The 2026 World Cup hasn't even finished and FIFA is already thinking bigger. President Gianni Infantino has confirmed the governing body will formally examine expanding the tournament to 64 teams — potentially as soon as 2030. That's not a distant pipe dream. It's an active discussion.
If it happens, this wouldn't just be another incremental tweak. The World Cup went from 16 teams to 24 in 1982, then 32 in 1998, and 48 in 2026. A jump to 64 would be the sharpest single expansion in the tournament's history.
How the format would work
The most logical structure is straightforward: 16 groups of four teams, with the top two from each advancing. That produces a 32-team knockout bracket — the same size as the entire tournament from 1998 to 2022 — then runs through a Round of 32, Round of 16, quarterfinals, semifinals, and the final.
Total matches: 128. Compare that to the 64-game format used in the 32-team era, or the 104 matches scheduled for 2026. It's a significant jump in volume, which means more TV inventory, more commercial deals, and more strain on players already working through a congested calendar.
Three-team groups won't be on the table. FIFA already abandoned that idea for 2026 after legitimate concerns about collusion — teams knowing exactly what result they need in the final group game creates the conditions for a fix. Four-team groups restore competitive integrity, even if they inflate the overall match count.
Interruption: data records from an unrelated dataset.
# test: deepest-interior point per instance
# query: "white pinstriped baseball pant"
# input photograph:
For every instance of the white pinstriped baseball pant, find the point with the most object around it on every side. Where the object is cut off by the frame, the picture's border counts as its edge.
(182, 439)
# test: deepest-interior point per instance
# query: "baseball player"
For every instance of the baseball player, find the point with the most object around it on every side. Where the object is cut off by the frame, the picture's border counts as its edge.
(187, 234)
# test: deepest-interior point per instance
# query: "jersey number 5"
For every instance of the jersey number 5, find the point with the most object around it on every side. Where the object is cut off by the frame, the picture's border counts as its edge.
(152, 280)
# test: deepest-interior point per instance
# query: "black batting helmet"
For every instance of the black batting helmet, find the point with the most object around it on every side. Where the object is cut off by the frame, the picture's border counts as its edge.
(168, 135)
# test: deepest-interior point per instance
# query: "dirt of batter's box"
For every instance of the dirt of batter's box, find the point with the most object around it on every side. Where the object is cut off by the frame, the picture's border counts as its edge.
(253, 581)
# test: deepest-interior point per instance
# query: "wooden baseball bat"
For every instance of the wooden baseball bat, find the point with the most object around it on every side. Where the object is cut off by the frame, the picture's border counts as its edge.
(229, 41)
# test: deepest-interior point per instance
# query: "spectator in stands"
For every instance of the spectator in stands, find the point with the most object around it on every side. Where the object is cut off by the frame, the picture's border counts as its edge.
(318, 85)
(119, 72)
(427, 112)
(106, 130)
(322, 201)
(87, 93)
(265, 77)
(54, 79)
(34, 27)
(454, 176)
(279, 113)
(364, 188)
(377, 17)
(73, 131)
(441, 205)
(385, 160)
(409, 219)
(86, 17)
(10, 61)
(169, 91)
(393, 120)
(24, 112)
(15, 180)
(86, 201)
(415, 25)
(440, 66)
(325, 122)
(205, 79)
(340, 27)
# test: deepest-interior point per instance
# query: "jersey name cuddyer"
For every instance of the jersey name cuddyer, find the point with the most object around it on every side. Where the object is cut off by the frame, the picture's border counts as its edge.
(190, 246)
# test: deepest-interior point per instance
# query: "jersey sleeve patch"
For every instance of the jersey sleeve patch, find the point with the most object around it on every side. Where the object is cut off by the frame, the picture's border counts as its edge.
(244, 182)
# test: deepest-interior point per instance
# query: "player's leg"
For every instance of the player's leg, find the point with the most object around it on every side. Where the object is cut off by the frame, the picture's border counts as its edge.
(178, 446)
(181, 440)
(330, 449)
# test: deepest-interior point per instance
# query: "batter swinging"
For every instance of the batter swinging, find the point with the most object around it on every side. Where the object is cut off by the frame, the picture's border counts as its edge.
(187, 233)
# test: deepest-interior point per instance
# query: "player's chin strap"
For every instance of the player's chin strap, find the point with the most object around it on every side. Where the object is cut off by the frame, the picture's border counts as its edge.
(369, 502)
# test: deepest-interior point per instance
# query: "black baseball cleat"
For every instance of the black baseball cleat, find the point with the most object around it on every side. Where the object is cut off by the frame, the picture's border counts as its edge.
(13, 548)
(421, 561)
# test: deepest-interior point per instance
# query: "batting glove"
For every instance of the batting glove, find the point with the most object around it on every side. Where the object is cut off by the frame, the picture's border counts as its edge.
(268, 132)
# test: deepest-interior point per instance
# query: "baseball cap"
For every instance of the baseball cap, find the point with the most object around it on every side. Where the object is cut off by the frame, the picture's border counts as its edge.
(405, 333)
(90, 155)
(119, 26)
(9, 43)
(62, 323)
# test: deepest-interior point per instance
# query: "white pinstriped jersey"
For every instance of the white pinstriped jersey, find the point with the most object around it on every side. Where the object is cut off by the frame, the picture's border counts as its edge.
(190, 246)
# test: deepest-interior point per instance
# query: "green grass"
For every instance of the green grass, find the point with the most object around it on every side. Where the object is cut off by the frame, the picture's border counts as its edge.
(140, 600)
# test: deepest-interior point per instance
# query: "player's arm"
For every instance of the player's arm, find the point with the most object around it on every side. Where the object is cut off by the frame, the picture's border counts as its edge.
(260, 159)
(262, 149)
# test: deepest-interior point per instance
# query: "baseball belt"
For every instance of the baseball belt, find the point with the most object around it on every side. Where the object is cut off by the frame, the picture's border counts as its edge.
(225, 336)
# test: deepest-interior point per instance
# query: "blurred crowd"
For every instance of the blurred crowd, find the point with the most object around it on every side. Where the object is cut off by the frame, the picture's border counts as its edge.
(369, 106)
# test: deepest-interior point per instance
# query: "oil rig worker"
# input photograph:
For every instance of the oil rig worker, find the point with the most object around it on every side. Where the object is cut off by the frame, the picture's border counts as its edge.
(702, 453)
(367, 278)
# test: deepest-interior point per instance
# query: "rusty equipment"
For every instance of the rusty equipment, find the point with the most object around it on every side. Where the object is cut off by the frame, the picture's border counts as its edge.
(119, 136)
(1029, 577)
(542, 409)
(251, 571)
Qualification becomes almost meaningless for some confederations
This is the part that should generate the most debate. With 64 spots available, nearly a third of FIFA's 210+ member nations would qualify. CONMEBOL already sends six teams to the 48-team tournament. In a 64-team world, the number rises further — meaning qualification campaigns in South America could become little more than seeding exercises for most countries.
Supporters frame this as democratisation. More nations on the global stage means more investment in development, more exposure, more growth. It's a coherent argument, especially for regions that have historically been underrepresented.
Critics — particularly from European football's power structures — push back on two fronts: the prestige of qualifying erodes when almost everyone makes it, and the group stage loses its edge when the gap in quality between the best and worst teams is measured in decades of infrastructure rather than a few league positions.
Both sides have a point. And neither is going away.
- 128 total matches — up from 104 in 2026 and 64 in the 32-team era
- 16 groups of four, top two advance — mirrors the pre-2026 structure at double the scale
- 2030 already spans South America, Europe, and Africa — adding 16 more teams compounds every logistical problem
- Player welfare concerns are real: the club calendar is already at breaking point
For anyone pricing outright World Cup markets or qualification odds, a 64-team tournament fundamentally changes the calculus. Smaller nations that currently sit on the outside looking in become genuine participants, and the path to the latter stages gets longer and more unpredictable for everyone.
FIFA will formally revisit the proposal after 2026 concludes. The 2030 centenary tournament — already spanning three continents — is the target. Whether 64 teams makes it there or gets pushed to 2034, the direction of travel is clear. Infantino wants it bigger. The question is how much resistance he faces, and from whom.